= David Wurmser =

American foreign policy specialist

David Wurmser is an American foreign policy specialist. He served as Middle East Adviser to former US Vice President Dick Cheney, as special assistant to John R. Bolton at the State Department and as a research fellow on the Middle East at the American Enterprise Institute (AEI). He served in the U.S. Navy Reserve as an intelligence officer at the rank of Lieutenant Commander.

==Professional background==
Wurmser was born in Switzerland. He has a Ph.D. in international relations from Johns Hopkins University and the title of his 1989 dissertation was "The evolution of Israeli grand strategy, strategy and tactics and the confluence with classic democratic philosophy." In 2008, Wurmser was listed as a member of the board of advisors of the Endowment for Middle East Truth, a group which was involved in the distribution of over 20 million DVDs of the film Obsession in swing states prior to the 2008 US presidential election. Wurmser is the founder of the Delphi Global Analysis Group.

==Writings==
Wurmser has been credited as being one of the main authors of the 1996 report A Clean Break: A New Strategy for Securing the Realm, a paper prepared for incoming Israeli Prime Minister Binyamin Netanyahu. This advocated pre-emptive strikes against Iran and Syria, the removal of Saddam Hussein from Iraq and the abandonment of traditional "land for peace" negotiations with Palestinians.

In 1999, Wurmser wrote Tyranny's Ally: America's Failure to Defeat Saddam Hussein (published by AEI Press), which argued that President Clinton's policies in Iraq were failing to contain the country.

In 2000, Wurmser helped draft a document entitled "Ending Syria's Occupation of Lebanon: The US Role?", which called for a confrontation with the regime in Damascus. The document said that Syria was developing "weapons of mass destruction".

After the attacks of September 11, 2001, Undersecretary of Defense Douglas Feith appointed Wurmser and veteran defense analyst Michael Maloof as a two-man Pentagon intelligence unit. One of their products, days after the attacks, was a memo that suggested "hitting targets outside the Middle East in the initial offensive" or a "non-Al Qaeda target like Iraq." In the memo, U.S. attacks in Latin America and Southeast Asia were portrayed as a way to catch terrorists off guard when they were expecting an assault on Afghanistan.
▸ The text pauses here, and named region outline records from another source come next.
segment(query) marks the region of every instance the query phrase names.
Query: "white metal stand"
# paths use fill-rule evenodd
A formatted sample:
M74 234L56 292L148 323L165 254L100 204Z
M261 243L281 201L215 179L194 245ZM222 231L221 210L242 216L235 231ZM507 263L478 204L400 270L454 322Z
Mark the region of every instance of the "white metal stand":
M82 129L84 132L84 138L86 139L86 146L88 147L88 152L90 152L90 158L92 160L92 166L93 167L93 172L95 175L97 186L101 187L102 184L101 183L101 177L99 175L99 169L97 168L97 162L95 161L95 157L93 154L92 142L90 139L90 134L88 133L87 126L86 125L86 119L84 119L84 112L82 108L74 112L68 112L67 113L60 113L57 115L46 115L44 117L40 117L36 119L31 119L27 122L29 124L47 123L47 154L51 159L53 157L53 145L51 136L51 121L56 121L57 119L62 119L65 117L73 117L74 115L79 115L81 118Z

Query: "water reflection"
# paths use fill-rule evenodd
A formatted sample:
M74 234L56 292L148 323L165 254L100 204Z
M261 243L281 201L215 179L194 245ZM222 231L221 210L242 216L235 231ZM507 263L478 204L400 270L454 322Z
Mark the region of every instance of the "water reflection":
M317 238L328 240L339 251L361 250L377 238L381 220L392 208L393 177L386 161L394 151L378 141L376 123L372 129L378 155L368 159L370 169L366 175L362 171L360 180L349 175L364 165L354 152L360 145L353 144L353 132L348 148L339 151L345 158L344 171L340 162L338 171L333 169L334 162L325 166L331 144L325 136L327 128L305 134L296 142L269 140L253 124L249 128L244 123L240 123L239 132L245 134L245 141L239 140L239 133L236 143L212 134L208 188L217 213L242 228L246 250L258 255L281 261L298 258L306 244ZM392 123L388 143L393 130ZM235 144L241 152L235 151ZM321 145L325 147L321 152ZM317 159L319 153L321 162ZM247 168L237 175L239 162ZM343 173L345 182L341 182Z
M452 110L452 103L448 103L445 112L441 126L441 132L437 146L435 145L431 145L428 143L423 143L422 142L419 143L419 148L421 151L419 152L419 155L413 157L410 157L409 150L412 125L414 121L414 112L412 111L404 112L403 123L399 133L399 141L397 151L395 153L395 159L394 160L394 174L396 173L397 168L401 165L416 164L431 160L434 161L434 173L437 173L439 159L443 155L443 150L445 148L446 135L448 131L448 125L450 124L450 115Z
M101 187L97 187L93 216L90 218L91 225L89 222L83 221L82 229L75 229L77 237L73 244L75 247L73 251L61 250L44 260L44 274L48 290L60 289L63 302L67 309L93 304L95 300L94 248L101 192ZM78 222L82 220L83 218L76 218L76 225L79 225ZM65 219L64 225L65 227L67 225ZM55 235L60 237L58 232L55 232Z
Wurmser and Maloof arguably contributed to the war on terror by sifting through top secret daily intelligence documents for a link between Al Qaeda and Iraqi government leadership. Maloof and Wurmser gave their findings to the Bush administration, which used them to claim that Saddam Hussein had weapons of mass destruction and ties to terrorism. Neither claim has shown to be true, per the Senate Report on Pre-war Intelligence on Iraq.

On September 4, 2004, The Washington Post reported that FBI counterintelligence investigators had questioned Wurmser, along with Feith, Harold Rhode, and Paul Wolfowitz about the passing of classified information to Ahmad Chalabi and/or the American Israel Public Affairs Committee.

In September 2007, Newsweek and Reuters reported that "David Wurmser told a small group several months ago that Vice President Dick Cheney was considering asking Israel to strike the Iranian nuclear site at Natanz." Meyrav Wurmser, Wurmser's wife, "told Newsweek the claims were untrue."

==Personal life==
Wurmser's wife, Dr. Meyrav Wurmser, co-founded the Middle East Media Research Institute (MEMRI).